Orthopedic Surgery Available for Dogs and Cats
One of the most common orthopedic conditions in dogs is a rupture of the cranial cruciate ligament. This ligament attaches the femur to the tibia inside the knee joint and acts as a stabilizing structure that prevents abnormal movement in the joint while allowing full range of motion. When the cruciate ligament is compromised by a partial or complete tear, the joint becomes unstable resulting in inflammation, swelling and pain. This instability can compromise the meniscus resulting in fraying or tearing of this intra-articular "cushion".
Our first step is to evaluate the patient for pain and joint instability during the course of an office visit and to subsequently take appropriate radiographs under sedation. These radiographs are useful for diagnostic and surgical planning purposes. We also take this opportunity to further evaluate the joint for instability while the patient is relaxed.
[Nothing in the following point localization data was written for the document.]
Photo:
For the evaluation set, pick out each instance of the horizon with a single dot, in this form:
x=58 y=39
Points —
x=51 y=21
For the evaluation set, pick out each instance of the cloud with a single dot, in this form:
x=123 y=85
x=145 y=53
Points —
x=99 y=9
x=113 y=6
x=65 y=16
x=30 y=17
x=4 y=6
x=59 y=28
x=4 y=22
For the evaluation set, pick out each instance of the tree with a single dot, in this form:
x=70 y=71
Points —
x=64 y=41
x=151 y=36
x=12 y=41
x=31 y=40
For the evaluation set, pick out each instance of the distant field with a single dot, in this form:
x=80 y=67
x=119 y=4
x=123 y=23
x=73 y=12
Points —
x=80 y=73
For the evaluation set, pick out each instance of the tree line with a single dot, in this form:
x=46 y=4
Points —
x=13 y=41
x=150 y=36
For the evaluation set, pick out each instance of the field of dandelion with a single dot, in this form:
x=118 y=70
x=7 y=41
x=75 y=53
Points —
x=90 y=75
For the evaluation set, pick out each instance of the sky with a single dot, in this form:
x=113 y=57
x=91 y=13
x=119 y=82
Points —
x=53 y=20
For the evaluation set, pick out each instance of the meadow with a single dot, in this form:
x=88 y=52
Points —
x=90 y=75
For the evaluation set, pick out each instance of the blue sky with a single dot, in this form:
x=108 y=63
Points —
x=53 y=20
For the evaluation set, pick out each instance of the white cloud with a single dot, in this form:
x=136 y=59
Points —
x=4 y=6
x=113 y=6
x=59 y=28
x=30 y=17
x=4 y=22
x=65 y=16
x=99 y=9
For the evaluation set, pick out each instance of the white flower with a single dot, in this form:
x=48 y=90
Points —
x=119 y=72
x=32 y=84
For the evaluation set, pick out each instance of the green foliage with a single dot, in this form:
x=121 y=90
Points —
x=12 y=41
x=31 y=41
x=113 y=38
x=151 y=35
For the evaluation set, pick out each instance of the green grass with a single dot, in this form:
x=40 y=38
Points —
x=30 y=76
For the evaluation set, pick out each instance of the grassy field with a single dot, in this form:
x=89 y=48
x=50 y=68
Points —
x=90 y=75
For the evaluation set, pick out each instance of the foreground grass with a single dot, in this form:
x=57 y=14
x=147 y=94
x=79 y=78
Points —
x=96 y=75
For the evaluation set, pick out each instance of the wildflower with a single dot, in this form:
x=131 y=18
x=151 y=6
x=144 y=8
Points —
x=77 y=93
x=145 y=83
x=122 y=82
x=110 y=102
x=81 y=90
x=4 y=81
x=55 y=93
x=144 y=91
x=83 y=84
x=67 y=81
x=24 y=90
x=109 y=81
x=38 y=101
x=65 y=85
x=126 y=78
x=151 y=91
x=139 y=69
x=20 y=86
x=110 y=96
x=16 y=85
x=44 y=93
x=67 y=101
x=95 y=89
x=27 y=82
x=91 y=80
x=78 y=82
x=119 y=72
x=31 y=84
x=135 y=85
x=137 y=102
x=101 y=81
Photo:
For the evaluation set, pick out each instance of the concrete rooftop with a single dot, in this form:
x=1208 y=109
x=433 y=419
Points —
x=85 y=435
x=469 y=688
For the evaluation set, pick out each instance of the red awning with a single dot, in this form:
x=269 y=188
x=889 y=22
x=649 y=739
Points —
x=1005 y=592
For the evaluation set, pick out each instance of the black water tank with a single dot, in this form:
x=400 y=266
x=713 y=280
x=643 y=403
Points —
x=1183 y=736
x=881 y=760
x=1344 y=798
Pre-operative care helps our orthopedic veterinarian make the surgery go as smoothly as possible. The first step involves discussing your pet's treatment options. Some conditions, such as a ruptured ACL or hip dysplasia, respond to any of several types of surgical correction or restoration. Your veterinarian will discuss these options with you so you can make an informed choice. If your pet's orthopedic problem has been previously evaluated and diagnosed by another orthopedic veterinarian, it is helpful for you to obtain the X-rays and other documentation from that visit. Of course, we are also able to provide a full evaluation as needed.
Pet owners generally do not have to make elaborate preparations for the day of the procedure. The night before, withhold all food after your pet's final meal of the day. Our orthopedic veterinarian asks owners to do this because general anesthesia can sometimes increase the risk of vomiting. There's no need to withhold water, however. On the morning of the surgery, go ahead and take your pet for their usual walk, but try to restrict them from running around or other vigorous exercise. We recommend that you allow plenty of time for the surgery so you can arrive early. Your pet will feel more relaxed if you are feeling calm and relaxed as well!
Post-operative care involves helping your pet remain comfortable and making sure that the wound heals properly. The full healing time for orthopedic surgery may take months, during which time the animal can re-injure by overtaxing the repaired bones or joints. A carrier or pet crate is recommended to keep your pet's activities at a minimum while they recovers. We can advise you on the right size and type of carrier for your pet. Even if your pet is capable of walking on the newly-repaired limb, prevent him from climbing stairs until your orthopedic veterinarian has cleared them for this activity.